There are very few buyers that don't have to seek out lender approval for a new mortgage before they purchase their home, which means the first step is to talk to a lender about how much money the buyer can borrow. However, those who are new to the process may not know whether to start with a prequalification or a preapproval letter. Either of these documents can be presented to the seller as a means of establishing legitimacy when a buyer is serious about making an offer on a property. However, there are differences between the two that all buyers should know.
How Buyers Should Start
Most of the time, buyers begin their quest to qualify for a loan with their personal financial institution. Whether it's a local credit union or a big-name bank, the idea is that the buyer has already built up some degree of goodwill with the organization. The lending official can easily look up old records and view the history and quality of the transactions the buyer has made.
The lending official may be able to expedite the lending process or offer better terms and conditions to the buyer. As not to limit themselves, a buyer should shop around for better loan terms. It all depends on what a buyer wants to pay, how they want to pay it, and if they feel comfortable working with that lender.

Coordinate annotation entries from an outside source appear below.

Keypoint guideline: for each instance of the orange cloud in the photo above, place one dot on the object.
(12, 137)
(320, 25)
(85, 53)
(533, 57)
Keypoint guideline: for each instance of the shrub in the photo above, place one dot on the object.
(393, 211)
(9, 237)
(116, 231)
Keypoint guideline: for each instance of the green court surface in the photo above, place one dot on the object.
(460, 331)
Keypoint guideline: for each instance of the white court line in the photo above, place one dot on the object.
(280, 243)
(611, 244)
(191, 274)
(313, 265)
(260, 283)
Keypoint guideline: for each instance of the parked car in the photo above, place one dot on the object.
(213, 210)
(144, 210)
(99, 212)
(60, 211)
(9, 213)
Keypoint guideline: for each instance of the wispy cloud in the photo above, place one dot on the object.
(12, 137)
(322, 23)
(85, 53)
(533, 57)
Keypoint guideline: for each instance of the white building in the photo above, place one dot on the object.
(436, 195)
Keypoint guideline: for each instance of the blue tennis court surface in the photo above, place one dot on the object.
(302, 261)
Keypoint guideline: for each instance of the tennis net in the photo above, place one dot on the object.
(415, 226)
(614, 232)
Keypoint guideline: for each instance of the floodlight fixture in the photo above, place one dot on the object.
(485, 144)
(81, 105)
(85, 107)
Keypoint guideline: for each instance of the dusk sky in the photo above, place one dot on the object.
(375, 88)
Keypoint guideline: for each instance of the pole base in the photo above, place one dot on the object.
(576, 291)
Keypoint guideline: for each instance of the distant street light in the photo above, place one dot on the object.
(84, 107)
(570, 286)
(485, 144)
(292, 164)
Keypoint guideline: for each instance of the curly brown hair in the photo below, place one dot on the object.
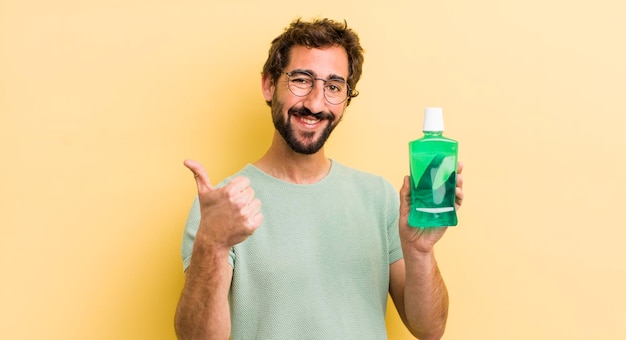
(317, 33)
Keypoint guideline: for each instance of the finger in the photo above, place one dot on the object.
(458, 200)
(202, 179)
(405, 194)
(238, 185)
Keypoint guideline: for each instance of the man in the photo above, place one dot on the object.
(318, 258)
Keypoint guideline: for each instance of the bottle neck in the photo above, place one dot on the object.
(433, 133)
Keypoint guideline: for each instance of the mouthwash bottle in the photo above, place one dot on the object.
(433, 161)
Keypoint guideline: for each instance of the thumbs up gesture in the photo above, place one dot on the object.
(228, 215)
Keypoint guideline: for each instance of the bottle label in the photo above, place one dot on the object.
(433, 182)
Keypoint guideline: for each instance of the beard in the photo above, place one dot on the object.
(305, 143)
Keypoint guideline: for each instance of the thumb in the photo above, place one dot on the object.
(202, 179)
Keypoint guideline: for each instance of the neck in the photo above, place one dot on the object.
(283, 163)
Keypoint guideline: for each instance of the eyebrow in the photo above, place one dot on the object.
(311, 72)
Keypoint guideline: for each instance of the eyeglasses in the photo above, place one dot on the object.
(301, 83)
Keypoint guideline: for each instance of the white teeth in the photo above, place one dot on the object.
(309, 121)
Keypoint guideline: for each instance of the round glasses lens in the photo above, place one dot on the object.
(336, 91)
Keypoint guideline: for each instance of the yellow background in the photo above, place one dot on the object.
(101, 101)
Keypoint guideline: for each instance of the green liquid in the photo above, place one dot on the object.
(433, 161)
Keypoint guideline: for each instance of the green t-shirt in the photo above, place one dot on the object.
(318, 266)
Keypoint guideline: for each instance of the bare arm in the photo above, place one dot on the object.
(203, 310)
(228, 215)
(420, 296)
(416, 285)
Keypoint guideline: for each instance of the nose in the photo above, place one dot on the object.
(315, 100)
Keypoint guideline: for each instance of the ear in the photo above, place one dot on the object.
(268, 86)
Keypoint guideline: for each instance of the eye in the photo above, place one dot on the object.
(335, 86)
(301, 80)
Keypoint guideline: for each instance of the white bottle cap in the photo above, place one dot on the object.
(433, 119)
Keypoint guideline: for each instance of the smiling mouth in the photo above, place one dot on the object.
(310, 120)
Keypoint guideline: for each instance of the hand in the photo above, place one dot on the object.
(229, 214)
(423, 239)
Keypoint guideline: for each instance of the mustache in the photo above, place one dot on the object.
(303, 112)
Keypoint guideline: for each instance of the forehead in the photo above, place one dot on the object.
(322, 62)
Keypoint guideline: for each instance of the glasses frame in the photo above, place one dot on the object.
(289, 74)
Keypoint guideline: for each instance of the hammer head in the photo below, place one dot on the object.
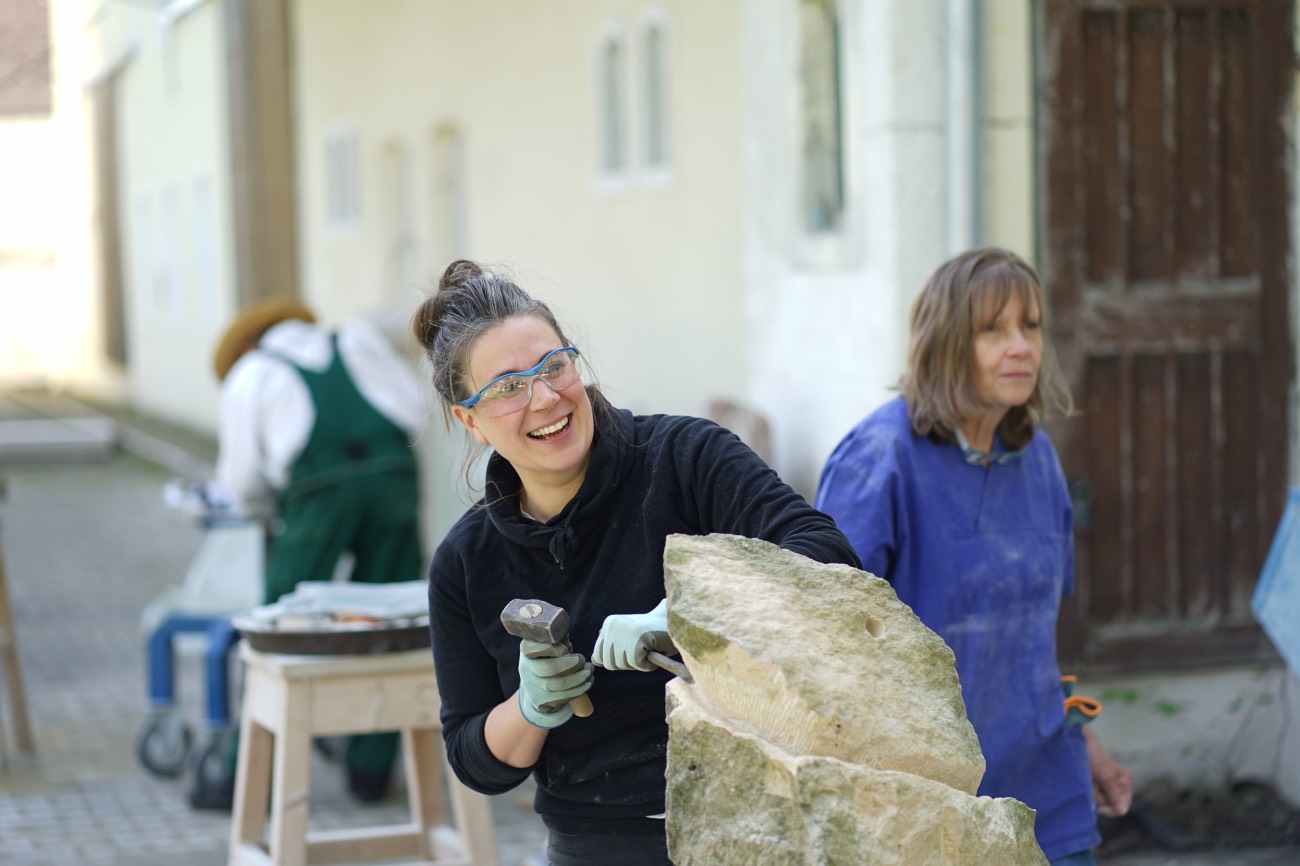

This letter is the more basic of the two documents and involves little more than asking the buyer a few questions about their income, assets, and debt. After looking at just a few numbers, the lender will quickly come back to the buyer with how much they're approval may be. Most of the time, the lender doesn't have much of the buyer's financial history for prequalifications. Often real estate agents are highly skeptical of prequalification letters—and are likely to pass that skepticism down to the seller.
While a prequalification letter may arrive in less than 24 hours to the buyer, a preapproval letter may take longer. And while online lenders have certainly sped up this process, it will take a lot more information from the buyer than asking a few simple questions. They'll typically need to provide the following:
- W-2 Forms from the last two years
- Paystubs from the past month
- Bank statements from the last two months
- Social security card
- Tax returns from the past two years
- Benefits letter
Because the lender will be taking a deep dive into a buyer's financial history, some lenders may charge a few hundred dollars to do this work. This charge is another reason why buyers may want to start with their lending organization as they will be less likely to charge.

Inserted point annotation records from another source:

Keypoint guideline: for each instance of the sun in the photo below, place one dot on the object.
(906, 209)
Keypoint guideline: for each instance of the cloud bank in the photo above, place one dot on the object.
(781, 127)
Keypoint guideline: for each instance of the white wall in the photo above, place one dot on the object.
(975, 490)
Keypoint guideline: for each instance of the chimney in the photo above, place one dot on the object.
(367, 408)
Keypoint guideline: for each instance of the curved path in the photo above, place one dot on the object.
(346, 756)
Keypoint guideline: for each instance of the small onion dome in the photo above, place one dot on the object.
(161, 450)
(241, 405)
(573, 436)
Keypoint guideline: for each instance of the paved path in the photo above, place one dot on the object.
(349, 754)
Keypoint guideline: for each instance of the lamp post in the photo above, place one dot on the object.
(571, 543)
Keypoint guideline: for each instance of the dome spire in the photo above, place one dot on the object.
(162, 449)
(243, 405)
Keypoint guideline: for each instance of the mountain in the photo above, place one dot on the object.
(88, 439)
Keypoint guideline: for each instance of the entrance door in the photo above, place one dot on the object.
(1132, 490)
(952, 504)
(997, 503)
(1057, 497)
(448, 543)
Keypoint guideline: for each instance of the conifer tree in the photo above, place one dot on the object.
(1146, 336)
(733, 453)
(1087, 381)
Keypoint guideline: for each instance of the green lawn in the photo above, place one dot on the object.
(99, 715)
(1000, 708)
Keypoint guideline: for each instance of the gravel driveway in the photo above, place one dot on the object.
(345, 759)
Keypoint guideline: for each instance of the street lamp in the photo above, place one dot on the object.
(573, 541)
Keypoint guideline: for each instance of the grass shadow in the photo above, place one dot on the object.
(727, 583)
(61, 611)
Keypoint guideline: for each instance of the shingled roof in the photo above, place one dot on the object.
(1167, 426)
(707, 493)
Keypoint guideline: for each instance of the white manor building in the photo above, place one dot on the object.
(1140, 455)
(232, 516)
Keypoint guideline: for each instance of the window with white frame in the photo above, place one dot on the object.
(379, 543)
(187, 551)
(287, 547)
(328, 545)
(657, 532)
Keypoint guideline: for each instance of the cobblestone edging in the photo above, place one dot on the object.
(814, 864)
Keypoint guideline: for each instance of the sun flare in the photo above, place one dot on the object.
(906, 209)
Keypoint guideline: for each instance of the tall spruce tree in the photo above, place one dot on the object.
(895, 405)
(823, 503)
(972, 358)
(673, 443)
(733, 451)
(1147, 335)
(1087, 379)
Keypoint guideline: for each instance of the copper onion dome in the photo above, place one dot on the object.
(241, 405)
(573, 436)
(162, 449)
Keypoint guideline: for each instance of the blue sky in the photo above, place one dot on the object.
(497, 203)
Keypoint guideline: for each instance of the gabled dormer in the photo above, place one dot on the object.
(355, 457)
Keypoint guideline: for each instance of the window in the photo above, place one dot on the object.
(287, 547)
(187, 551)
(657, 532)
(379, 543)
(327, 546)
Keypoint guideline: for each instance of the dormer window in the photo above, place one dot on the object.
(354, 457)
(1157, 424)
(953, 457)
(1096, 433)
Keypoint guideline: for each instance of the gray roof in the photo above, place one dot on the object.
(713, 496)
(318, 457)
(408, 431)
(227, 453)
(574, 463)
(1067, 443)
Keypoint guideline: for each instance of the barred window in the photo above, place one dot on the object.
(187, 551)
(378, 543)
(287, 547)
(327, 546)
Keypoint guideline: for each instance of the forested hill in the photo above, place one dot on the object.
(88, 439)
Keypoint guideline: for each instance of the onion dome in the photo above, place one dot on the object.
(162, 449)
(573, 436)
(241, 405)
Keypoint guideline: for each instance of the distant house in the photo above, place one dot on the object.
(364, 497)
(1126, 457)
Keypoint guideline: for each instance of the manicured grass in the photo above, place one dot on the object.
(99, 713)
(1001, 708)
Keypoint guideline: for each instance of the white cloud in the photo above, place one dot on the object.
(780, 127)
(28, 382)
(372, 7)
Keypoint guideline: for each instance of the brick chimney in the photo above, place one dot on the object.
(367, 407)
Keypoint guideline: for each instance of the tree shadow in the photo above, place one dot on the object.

A buyer will learn more about exactly how much money they can borrow as well as the interest rates they're likely to receive. To make the most of a preapproval letter, buyers should consider the average closing costs in their area to determine how much they need to borrow.

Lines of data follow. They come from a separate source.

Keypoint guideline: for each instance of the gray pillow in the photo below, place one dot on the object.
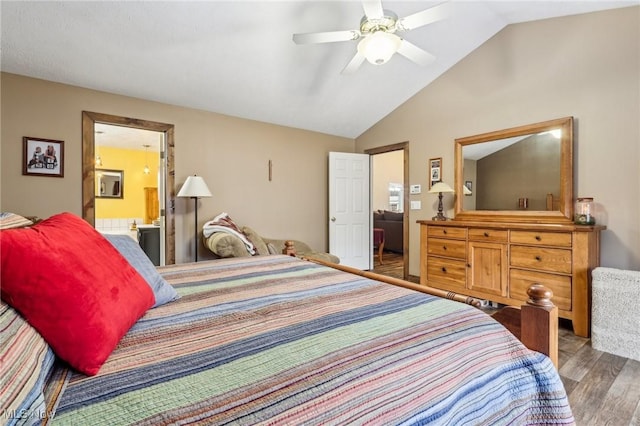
(162, 290)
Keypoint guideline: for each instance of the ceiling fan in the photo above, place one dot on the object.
(377, 35)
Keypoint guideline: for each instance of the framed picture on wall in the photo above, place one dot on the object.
(42, 157)
(435, 171)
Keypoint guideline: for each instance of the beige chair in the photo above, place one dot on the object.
(224, 244)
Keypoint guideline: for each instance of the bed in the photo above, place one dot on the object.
(281, 340)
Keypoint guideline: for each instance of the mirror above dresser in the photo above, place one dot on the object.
(519, 174)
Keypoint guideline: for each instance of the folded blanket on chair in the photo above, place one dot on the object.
(223, 223)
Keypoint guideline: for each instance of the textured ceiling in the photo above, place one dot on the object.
(238, 57)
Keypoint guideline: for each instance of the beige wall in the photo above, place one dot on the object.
(231, 154)
(585, 66)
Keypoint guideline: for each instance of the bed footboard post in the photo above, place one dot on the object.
(540, 322)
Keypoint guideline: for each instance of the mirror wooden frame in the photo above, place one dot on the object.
(564, 213)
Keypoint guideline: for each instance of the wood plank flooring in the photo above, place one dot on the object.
(603, 389)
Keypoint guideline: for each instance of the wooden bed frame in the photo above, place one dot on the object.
(535, 323)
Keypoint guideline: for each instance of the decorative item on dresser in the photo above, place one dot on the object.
(496, 252)
(439, 188)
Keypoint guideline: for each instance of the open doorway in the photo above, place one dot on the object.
(390, 205)
(164, 182)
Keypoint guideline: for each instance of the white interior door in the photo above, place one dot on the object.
(349, 209)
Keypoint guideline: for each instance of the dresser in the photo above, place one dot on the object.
(499, 261)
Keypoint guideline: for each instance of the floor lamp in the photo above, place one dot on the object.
(195, 187)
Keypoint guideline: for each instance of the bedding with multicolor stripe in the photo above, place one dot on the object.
(279, 340)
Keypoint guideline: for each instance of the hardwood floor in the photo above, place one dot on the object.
(603, 389)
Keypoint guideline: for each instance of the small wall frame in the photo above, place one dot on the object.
(435, 171)
(42, 157)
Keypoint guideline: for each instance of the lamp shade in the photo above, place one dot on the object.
(379, 47)
(194, 187)
(440, 187)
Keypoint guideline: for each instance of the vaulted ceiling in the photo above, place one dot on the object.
(238, 57)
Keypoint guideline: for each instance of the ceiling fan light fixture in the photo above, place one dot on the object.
(379, 47)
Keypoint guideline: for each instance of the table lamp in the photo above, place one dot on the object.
(195, 187)
(439, 188)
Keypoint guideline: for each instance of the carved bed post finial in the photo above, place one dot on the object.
(289, 248)
(539, 295)
(541, 311)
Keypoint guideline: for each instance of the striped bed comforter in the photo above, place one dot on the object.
(278, 340)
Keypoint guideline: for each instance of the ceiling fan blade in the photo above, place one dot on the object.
(326, 37)
(354, 64)
(414, 53)
(424, 17)
(373, 9)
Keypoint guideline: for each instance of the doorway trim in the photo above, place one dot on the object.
(89, 119)
(404, 146)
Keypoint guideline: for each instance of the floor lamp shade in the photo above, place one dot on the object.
(195, 187)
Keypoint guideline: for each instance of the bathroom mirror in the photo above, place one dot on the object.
(520, 174)
(109, 183)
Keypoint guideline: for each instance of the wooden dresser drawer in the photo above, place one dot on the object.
(560, 285)
(447, 232)
(490, 235)
(451, 273)
(558, 239)
(543, 259)
(447, 248)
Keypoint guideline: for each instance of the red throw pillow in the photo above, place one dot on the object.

Do Buyers Need to Have Both Documents?
Buyers need the preapproval letter to be taken seriously by the seller. It's the preapproval letter that proves to the seller that the buyer has gone through a significant effort to establish their financial stability. A prequalification letter is recommended for buyers who are just testing the waters of a home search.
If buyers aren't sure they want to purchase immediately, they can use a prequalification letter to determine how to structure their finances to better meet the needs of the market. Buyers who opt for the prequalification letter have a solid opportunity to talk to their lender about how they can leverage their income and assets to buy the property they want. Asking questions during this time can be the key to deciding the next steps.
Is Financing Guaranteed?
Whether the Mount Vernon new home buyer has a prequalification or a preapproval letter, there are no guarantees from the lender until the funds are actually transferred and settlement is completed. Each lender will put their own set of stipulations on their promises, and these stipulations will vary by lender. All buyers should read the contingencies on their preapproval letter so there are fewer unpleasant surprises during escrow. For example, a lender may withdraw their offer if the buyer loses their job or if they discover a lien on the property.
A preapproval letter provided by a lender is one of the best ways for buyers to set themselves apart from competitors, especially if they have excellent credit and a stellar financial reputation.